Arts Editor Laura Davis enjoys a sneak preview of the wonderful renovation of Central Library
ONE million visitors are expected to visit Liverpool’s revamped Central Library in its first year of opening – double its pre-closure figures.
The city’s head of libraries hopes the £50m development will become a tourist attraction as well as providing an important service to local people.
The William Brown Street complex will open on May 17, comprising a new building behind the original, Victorian façade, as well as three Grade II*-listed reading rooms and a former lecture theatre.
Joyce Little, Liverpool City Council’s head of libraries, said: “We want it to be a visitor destination in its own right and take advantage of tourism.
“We are anticipating we will get up to one million visitors in the first year, dropping to between 750,000 and 800,000 after that.”
Work began in autumn of 2010 with the demolition of the 1950s Brown Library and its 1978 extension, which had replaced the original 1860 building after it was damaged in World War II.

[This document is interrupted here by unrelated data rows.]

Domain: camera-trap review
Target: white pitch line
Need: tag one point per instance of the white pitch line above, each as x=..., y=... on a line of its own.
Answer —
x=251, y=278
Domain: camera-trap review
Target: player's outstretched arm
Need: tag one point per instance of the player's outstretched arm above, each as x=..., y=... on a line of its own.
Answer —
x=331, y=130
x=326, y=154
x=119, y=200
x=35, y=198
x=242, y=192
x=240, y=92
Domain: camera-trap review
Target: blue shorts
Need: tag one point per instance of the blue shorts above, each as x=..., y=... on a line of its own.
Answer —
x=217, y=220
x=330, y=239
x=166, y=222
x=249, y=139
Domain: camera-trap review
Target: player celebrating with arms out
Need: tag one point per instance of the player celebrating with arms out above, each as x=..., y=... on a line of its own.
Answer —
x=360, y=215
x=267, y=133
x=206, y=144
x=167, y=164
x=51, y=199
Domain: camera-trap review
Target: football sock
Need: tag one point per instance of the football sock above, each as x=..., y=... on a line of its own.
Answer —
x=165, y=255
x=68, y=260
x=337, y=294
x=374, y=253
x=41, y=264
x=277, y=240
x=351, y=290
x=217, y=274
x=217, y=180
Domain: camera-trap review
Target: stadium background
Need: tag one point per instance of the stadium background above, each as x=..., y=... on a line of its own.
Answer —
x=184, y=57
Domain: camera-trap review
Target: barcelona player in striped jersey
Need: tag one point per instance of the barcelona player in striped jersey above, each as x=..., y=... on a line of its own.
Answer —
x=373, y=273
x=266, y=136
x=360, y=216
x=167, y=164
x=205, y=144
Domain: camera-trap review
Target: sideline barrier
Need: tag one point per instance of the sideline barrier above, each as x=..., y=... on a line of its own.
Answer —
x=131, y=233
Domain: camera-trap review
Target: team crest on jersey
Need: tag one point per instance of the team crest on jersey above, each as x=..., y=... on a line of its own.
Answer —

The new building, constructed behind the surviving Victorian façade, features a pavement cafe, to be run by a so far undisclosed international catering company, and a more prominent entrance on William Brown Street.
The project includes a new home for the Liverpool Record Office, housing around 3m items in secure, climate-controlled storage.
A glass dome tops the building, directly above the ground floor “performance circle”, decorated with a poem by Liverpool’s Levi Tafari, while a 22-metre literary pavement, engraved with titles from world books, cinema and music, welcomes visitors.